Fioramonti non restituisce i soldi. Ed è pronto a portare via 15 parlamentari al M5S

Si fa rafforza di giorno in giorno l’idea che il Ministro dell’Istruzione del Governo di Giuseppe Conte si sia voluto liberare dalla morsa del M5S, a cui deve quasi 70mila euro. 

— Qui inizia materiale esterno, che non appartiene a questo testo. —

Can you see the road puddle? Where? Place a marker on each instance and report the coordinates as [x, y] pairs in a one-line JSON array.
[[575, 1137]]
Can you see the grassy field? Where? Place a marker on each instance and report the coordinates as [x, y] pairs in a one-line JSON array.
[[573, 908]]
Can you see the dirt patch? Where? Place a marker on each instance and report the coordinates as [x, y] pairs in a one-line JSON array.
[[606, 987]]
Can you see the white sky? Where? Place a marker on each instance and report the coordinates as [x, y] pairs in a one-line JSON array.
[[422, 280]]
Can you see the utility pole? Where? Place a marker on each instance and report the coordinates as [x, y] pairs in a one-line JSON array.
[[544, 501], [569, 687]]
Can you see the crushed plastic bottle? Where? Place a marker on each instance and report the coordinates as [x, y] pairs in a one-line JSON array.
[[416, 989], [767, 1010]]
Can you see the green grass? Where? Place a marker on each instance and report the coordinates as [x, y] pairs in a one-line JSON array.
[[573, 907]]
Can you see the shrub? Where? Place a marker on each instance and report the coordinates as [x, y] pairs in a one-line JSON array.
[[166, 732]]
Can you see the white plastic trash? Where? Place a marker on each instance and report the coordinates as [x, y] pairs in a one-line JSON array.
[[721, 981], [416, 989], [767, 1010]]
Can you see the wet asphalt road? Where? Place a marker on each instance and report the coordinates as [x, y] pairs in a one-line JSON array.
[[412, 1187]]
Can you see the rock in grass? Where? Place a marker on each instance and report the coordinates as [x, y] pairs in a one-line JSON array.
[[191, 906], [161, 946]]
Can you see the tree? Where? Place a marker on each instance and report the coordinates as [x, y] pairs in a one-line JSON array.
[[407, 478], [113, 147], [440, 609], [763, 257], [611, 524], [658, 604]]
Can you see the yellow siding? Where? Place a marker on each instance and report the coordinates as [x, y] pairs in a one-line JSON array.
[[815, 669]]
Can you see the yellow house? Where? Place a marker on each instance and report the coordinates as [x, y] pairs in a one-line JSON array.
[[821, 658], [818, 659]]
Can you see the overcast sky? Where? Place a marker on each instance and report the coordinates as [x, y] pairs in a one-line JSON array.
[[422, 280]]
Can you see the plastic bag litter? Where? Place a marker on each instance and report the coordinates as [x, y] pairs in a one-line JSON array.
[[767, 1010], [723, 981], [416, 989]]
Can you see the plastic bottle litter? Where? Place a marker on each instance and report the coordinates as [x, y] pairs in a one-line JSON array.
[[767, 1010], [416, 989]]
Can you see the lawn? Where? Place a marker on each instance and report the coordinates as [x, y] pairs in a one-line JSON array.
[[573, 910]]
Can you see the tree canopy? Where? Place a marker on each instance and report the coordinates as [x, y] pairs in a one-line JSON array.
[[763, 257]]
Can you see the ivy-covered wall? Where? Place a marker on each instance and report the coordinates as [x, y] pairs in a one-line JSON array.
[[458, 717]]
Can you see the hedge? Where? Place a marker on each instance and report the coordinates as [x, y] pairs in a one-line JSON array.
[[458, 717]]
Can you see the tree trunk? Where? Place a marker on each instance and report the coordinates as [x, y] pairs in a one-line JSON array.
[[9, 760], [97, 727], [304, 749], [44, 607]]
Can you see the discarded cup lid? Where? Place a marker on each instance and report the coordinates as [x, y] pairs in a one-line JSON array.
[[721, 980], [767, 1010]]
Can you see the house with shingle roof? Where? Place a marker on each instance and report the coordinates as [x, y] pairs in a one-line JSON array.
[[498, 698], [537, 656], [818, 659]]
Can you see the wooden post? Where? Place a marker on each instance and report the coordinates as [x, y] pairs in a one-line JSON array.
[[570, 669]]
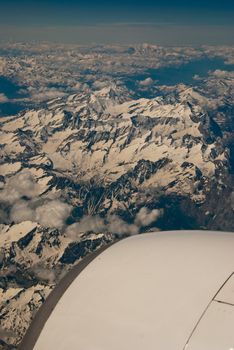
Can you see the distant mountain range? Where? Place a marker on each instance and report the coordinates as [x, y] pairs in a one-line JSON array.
[[90, 167]]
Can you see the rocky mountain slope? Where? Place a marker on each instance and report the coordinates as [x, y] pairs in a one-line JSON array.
[[96, 165]]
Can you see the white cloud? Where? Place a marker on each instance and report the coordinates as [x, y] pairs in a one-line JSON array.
[[19, 185], [146, 217], [146, 82], [118, 226]]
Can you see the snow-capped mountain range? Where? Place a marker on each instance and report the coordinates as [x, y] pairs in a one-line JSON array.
[[121, 165]]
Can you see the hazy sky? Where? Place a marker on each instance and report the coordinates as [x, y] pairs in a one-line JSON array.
[[167, 22]]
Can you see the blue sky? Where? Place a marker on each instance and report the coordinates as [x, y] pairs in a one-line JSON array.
[[187, 22]]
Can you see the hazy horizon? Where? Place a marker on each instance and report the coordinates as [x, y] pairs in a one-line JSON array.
[[157, 22]]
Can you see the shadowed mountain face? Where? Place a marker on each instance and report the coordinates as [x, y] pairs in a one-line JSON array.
[[83, 167]]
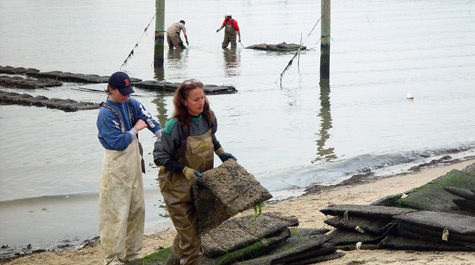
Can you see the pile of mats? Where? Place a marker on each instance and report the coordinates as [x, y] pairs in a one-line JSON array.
[[429, 217], [266, 239]]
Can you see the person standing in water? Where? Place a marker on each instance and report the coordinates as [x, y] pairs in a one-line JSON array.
[[230, 32], [173, 35]]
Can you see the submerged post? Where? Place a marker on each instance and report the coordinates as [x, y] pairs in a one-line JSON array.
[[159, 33], [325, 42]]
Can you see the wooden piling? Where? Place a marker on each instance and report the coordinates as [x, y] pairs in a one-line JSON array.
[[325, 42], [159, 33]]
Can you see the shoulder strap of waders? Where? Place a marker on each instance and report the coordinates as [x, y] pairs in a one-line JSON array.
[[103, 104], [186, 132], [132, 119]]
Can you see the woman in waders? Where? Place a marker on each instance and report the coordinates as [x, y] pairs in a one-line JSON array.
[[184, 150]]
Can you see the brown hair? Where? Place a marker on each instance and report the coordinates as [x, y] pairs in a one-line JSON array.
[[182, 92]]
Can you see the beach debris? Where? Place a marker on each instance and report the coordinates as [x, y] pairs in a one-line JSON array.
[[66, 105], [433, 197], [28, 83], [277, 47], [405, 243], [37, 79], [441, 227], [239, 232], [371, 211], [468, 198], [267, 239], [225, 191]]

Le dimissioni del Ministro dell’Istruzione Lorenzo Fioramonti scuotono il Governo e aprono una profonda crisi all’interno del Movimento 5 Stelle. Fioramonti, dalla formazione dell’Esecutivo, era in aperto conflitto con il capo politico Luigi Di Maio, che adesso teme un’altra fuga, come quella dei Senatori Urraro, Grassi e Lucidi, passati alla Lega. Numeri che rischiano di essere sempre più risicati per la Maggioranza del Premier Giuseppe Conte. Già perchè Fioramonti, racconta Il Fatto Quotidiano, non vuole certo farsi da parte ed è pronto a creare un proprio gruppo parlamentare. La fedeltà a Conte non è in discussione, nonostante l’accusa pesante rivolta al Governo di aver dimenticato volutamente di investire nell’istruzione. Altri due deputati, Nunzio Agiola e Gianluca Rospi, avrebbero già detto “sì” all’accademico romano, che adesso mira a convincere i tanti delusi dalla linea di Di Maio a seguirlo. Il Movimento, è più o meno questa l’idea, non cambierà mai. Meglio iniziare a camminare con le proprie gambe per poi un giorno costruire un nuovo soggetto politico che possa archiviare il duo Casaleggio -Grillo. Ma se è vero che Fioramonti aveva promesso, ad inizio mandato, che si sarebbe dimesso se non si fossero trovati 3 miliardi per il suo Dicastero, investimenti non pervenuti nella Legge di Bilancio, sembra che il motivo del suo addio sia da ricercarsi in altri ambiti. Come scrive  Tgcom24, i vertici del Movimento avrebbero accusato Fioramonti di usare le dimissioni dal Governo come escamotage per uscire dal Movimento, ma senza passare dalla cassa. Anche se una posizione ufficiale di Di Maio e soci non è ancora pervenuta, è già partito il tam-tam mediatico alimentato dalla crescente insoddisfazione all’interno dei gruppi parlamentari grillini.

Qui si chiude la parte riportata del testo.